Standard classification uses the threshold and distance parameters defined at the project level to decide whether a document can be classified.
- Threshold defines the minimum confidence level.
- Distance defines the minimum difference in confidence between the best class and the second-best competitor.
Both requirements must meet to classify a document.
Example using the maximum method
Class | Result |
---|---|
Class A | 88 |
Class B | 67 |
Class C | 63 |
The threshold is set to 70 and the distance is set to 20.
Result
- Class A is the best class. The confidence for class A is above the threshold.
- Class B is the second-best class. The distance to class A is 21. This is just above the required distance.
- The document is assigned to class A.
Example using the average method
Class | Result |
---|---|
Class A | 78 |
Class B | 63.5 |
Class C | 62.5 |
The threshold is set to 70 and the distance is set to 20.
Result
- Class A is the best class. The confidence for class A is above the threshold.
- Class B is the second-best class. The distance to class A is 14.5. This is just below the required distance.

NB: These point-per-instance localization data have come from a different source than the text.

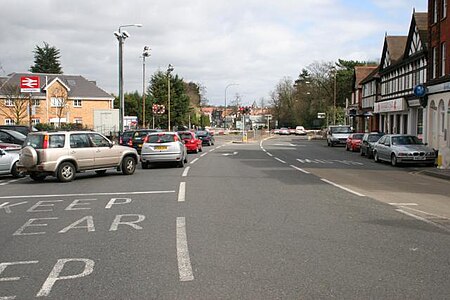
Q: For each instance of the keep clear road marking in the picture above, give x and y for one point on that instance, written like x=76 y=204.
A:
x=182 y=192
x=184 y=262
x=280 y=160
x=342 y=187
x=87 y=194
x=186 y=170
x=301 y=170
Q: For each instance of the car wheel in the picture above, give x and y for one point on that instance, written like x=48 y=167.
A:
x=375 y=156
x=38 y=177
x=15 y=173
x=66 y=172
x=394 y=162
x=128 y=165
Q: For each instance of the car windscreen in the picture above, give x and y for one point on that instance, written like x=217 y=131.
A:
x=186 y=136
x=374 y=137
x=161 y=138
x=406 y=140
x=340 y=130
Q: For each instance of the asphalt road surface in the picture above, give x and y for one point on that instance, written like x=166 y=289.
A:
x=284 y=218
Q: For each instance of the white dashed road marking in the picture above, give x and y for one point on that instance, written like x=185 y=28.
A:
x=184 y=262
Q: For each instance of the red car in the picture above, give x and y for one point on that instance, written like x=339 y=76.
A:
x=191 y=141
x=354 y=142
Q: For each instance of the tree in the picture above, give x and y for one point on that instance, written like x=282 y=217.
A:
x=15 y=105
x=46 y=60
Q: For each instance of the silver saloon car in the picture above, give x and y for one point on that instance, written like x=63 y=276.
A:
x=162 y=147
x=402 y=148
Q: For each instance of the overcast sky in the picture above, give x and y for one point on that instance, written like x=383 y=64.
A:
x=217 y=42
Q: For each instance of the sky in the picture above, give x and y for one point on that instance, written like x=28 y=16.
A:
x=251 y=43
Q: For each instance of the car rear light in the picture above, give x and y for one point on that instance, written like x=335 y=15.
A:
x=45 y=143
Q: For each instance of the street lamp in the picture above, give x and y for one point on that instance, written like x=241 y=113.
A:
x=225 y=110
x=169 y=70
x=121 y=37
x=145 y=53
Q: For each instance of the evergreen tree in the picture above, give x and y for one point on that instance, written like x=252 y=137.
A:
x=46 y=60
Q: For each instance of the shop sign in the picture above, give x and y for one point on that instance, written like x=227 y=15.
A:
x=390 y=105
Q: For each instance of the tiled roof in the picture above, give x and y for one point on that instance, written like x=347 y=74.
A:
x=396 y=47
x=79 y=86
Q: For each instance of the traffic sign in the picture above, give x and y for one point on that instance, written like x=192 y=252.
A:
x=29 y=84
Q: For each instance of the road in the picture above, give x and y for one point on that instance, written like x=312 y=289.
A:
x=285 y=218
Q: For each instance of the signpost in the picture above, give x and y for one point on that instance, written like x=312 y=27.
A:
x=30 y=84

- The document cannot be classified using standard classification.
Example using the weighted distance method
Class | Result |
---|---|
Class A | 68 |
Class B | 18 |
Class C | 8 |
The threshold is set to 70 and the distance is set to 20.
Result
- Class A is the best class. Confidence for class A is below the threshold.
- Distances to the next classes are very high.
- The document cannot be classified using standard classification.
If you use the weighted distance method, you probably have to work with smaller thresholds to obtain a satisfactory fraction of classified documents.